Misconception 9: Cancer screenings aren’t needed if you feel healthy.

Cancer doesn’t always present symptoms, especially in its early stages, which is why cancer screenings are essential for early detection. We usually associate symptoms with getting sick, so people may be confused to hear that they should be screened for cancer. 

In the past, cancer was typically only diagnosed when symptoms arose and was more difficult to treat due to limited knowledge and treatment options. With new advancements and technology, we have been able to not only treat cancer, but also cure cancer cases through chemotherapy, advanced radiation, and gene therapy.


When it comes to getting screened, advancements such as MCEDs can be seen as a way to improve cancer awareness and potential diagnosis, in addition to traditional screening methods and diagnostic methods such as tissue biopsies. 

Misconception 10: If you have a clean bill of health, you don’t need to be screened again.

It’s not enough to get screened once and assume you’re in the clear for life. Cancer screenings should be conducted regularly, and the frequency of screening varies by results and an individual’s risk factors. We recommend annual screenings for most individuals who use MCEDs, and believe the full power of cancer screening comes from long-term testing, in addition to taking the first step of getting an individual test. 

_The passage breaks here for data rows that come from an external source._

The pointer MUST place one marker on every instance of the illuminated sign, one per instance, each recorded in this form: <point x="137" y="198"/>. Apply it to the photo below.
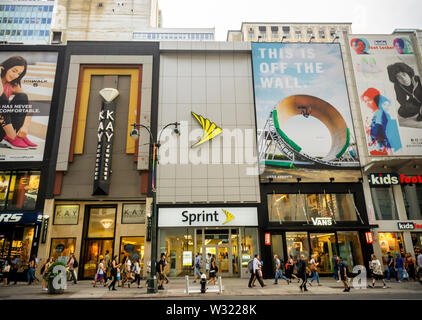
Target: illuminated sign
<point x="211" y="130"/>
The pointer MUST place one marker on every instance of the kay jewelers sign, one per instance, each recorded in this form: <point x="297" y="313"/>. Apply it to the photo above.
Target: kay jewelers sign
<point x="208" y="217"/>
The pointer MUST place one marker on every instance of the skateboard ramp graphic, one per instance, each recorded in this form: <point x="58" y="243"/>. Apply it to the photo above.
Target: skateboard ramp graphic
<point x="273" y="137"/>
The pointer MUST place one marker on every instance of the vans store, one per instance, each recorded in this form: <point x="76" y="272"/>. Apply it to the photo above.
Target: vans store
<point x="228" y="233"/>
<point x="309" y="222"/>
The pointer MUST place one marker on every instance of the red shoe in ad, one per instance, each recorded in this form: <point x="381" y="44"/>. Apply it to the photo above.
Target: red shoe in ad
<point x="17" y="143"/>
<point x="30" y="144"/>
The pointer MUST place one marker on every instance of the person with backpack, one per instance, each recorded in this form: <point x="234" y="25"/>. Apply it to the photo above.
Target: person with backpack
<point x="72" y="263"/>
<point x="43" y="271"/>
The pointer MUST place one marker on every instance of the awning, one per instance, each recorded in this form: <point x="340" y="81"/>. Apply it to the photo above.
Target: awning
<point x="14" y="217"/>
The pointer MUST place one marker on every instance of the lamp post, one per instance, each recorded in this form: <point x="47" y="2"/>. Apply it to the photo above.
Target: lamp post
<point x="153" y="159"/>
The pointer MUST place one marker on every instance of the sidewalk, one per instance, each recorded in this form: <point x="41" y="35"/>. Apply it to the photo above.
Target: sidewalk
<point x="176" y="289"/>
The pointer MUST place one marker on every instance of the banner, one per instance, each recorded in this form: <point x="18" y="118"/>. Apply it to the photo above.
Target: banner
<point x="390" y="93"/>
<point x="304" y="124"/>
<point x="26" y="89"/>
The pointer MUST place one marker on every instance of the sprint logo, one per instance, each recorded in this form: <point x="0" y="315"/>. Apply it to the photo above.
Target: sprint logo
<point x="211" y="130"/>
<point x="229" y="216"/>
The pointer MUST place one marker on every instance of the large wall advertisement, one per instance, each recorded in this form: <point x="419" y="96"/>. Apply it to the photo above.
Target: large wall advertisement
<point x="303" y="115"/>
<point x="26" y="89"/>
<point x="390" y="94"/>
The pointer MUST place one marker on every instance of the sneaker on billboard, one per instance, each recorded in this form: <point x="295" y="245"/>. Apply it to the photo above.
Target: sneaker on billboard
<point x="30" y="144"/>
<point x="17" y="143"/>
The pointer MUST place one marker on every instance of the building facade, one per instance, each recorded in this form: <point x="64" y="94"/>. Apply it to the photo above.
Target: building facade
<point x="26" y="22"/>
<point x="98" y="199"/>
<point x="28" y="127"/>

Additionally, the results of one MCED such as OneTest may only be valid for a period of time. In the case of OneTest, our tests are only valid for up to 12 months, given there isn’t a false positive or negative test result. After that we recommend patients conduct yearly testing to track their biomarker changes over time, in addition to following up with their doctor to discuss any results. 

Concluding Thoughts

Screening for cancer is essential for improving your doctor’s ability to diagnose early, and when needed. However, there are many misconceptions about cancer screening that can cause people to avoid them. Misconceptions such as cancer screenings being painful or unnecessary can be debunked with accurate information and scientific evidence. 

Consult with your doctor about your risk factors and screening tests appropriate for your needs and consider additional MCED testing as part of your cancer screening process!